Bref, à travers les propos de Baranov nous avons un portrait plutôt flatteur du président russe et un aperçu de l’histoire contemporaine de la Russie vue par un Russe qui fut un des artisans de la construction du système en place. Tout cela est observé des hauteurs du pouvoir, on ne s’attarde pas sur les exactions jugées nécessaires pour réussir, les bombardements des écoles et des hôpitaux font partie d’un plan pour créer le chaos. La dimension humaine n’est jamais prise en compte, seuls comptent les ingrédients du succès: la stratégie, les rapports de force, la manipulation.
Dans une dernière partie effrayante, l’auteur sort du contexte purement russe pour aborder de façon générale l’impact des nouvelles technologies qui, il le rappelle, ont une origine militaire et sont conçues pour asservir, pas pour rendre libre. Il prévoit la prise de pouvoir de la machine et l’avènement d’un Dieu qui ne serait qu’un gigantesque organisme artificiel, créé par l’homme, mais capable, à partir d’un certain moment, de le surpasser.

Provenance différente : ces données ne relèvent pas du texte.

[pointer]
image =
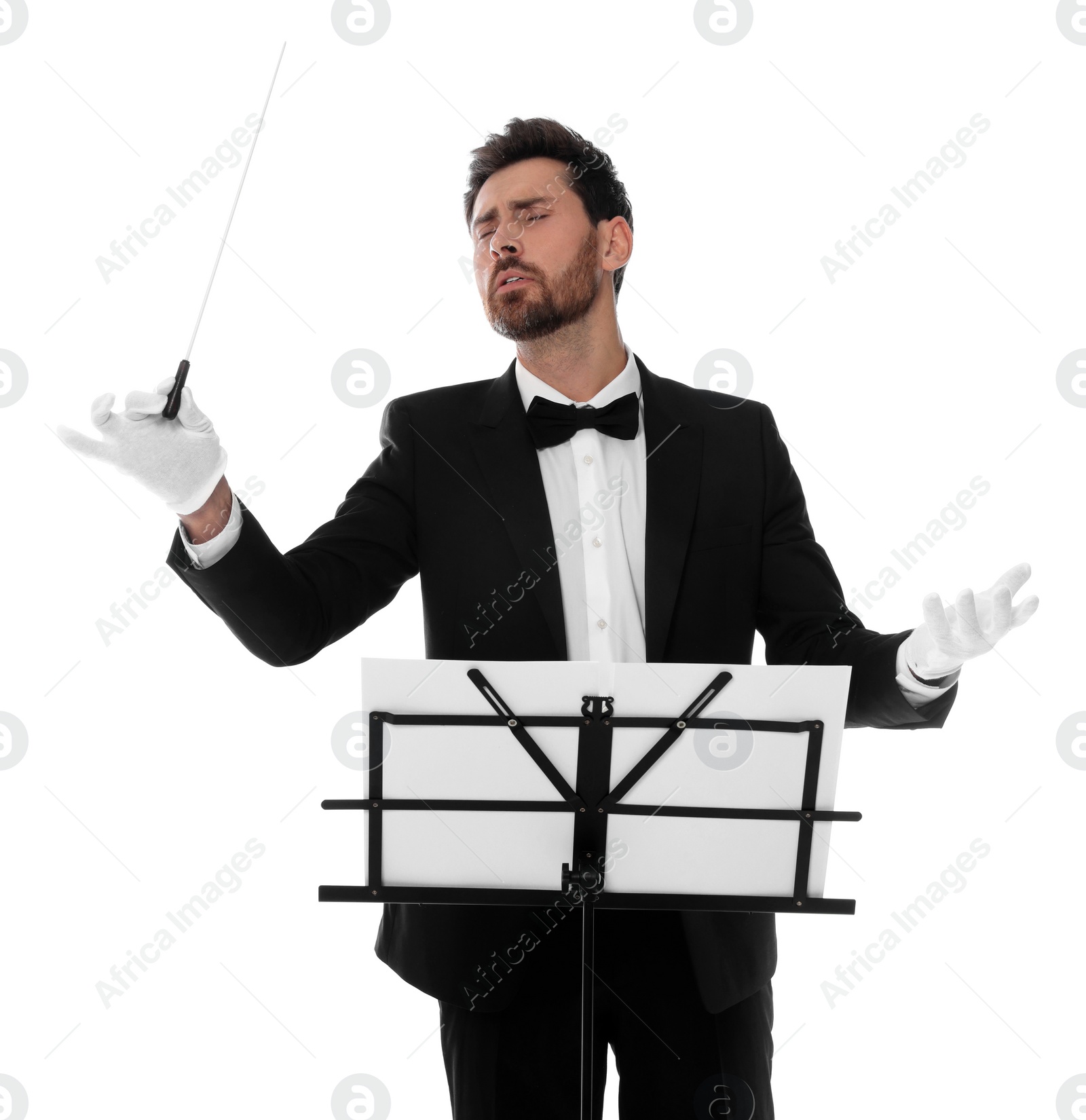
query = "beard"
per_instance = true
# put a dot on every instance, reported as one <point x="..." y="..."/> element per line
<point x="550" y="305"/>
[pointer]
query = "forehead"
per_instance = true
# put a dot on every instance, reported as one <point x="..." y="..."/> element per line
<point x="519" y="184"/>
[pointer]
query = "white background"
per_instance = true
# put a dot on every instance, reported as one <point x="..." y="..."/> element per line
<point x="153" y="758"/>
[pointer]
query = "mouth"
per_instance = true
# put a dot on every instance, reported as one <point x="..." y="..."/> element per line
<point x="513" y="282"/>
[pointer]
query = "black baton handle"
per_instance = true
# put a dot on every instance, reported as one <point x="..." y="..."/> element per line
<point x="174" y="400"/>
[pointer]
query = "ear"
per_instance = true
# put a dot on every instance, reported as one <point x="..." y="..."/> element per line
<point x="616" y="243"/>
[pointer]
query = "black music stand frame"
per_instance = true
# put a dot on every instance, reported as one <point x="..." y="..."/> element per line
<point x="591" y="801"/>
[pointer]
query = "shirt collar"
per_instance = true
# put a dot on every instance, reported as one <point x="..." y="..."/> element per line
<point x="629" y="381"/>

Le Mage du kremlin est un roman édifiant et éclairant sur la Russie et son président. Il devrait être lu dans tous les ministères des Affaires étrangères et toutes les ambassades en Russie. Ce livre a remporté le Grand prix de l’Académie française et a frôlé le prix Goncourt 2022, il n’a été battu qu’à l’issue de 14 tours grâce à la voix prépondérante du président du jury Didier Decoin.
Extrait :
Khodorkovski fut arrêté à l’aube, dès que son jet toucha la piste de la ville sibérienne où il était allé conclure je ne sais quelle affaire. Les images du milliardaire menotté, escorté par des soldats des troupes spéciales, firent le tour du monde. Et eurent pour effet immédiat de rappeler que l’argent ne protège pas de tout. Pour vous, Occidentaux, c’est un tabou absolu. Un homme politique arrêté, pourquoi pas, mais un milliardaire, ce serait inimaginable, parce que votre société est fondée sur le principe qu’il n’existe rien de supérieur à l’argent. Ce qui est amusant, c’est que vous continuez à appeler les nôtres des « oligarques », tandis que les vrais oligarques n’existent qu’en Occident. C’est là que les milliardaires sont au-dessus des lois et du peuple, qu’ils achètent ceux qui gouvernent et écrivent les lois à leur place. Chez vous, l’image d’un Bill Gates, d’un Murdoch ou d’un Zuckerberg menotté est totalement inconcevable. En Russie, au contraire, un milliardaire est tout à fait libre de dépenser son argent, mais pas de peser sur le pouvoir politique. La volonté du peuple russe – et celle du Tsar, qui en est l’incarnation – prévaut sur l’intérêt privé quel qu’il soit.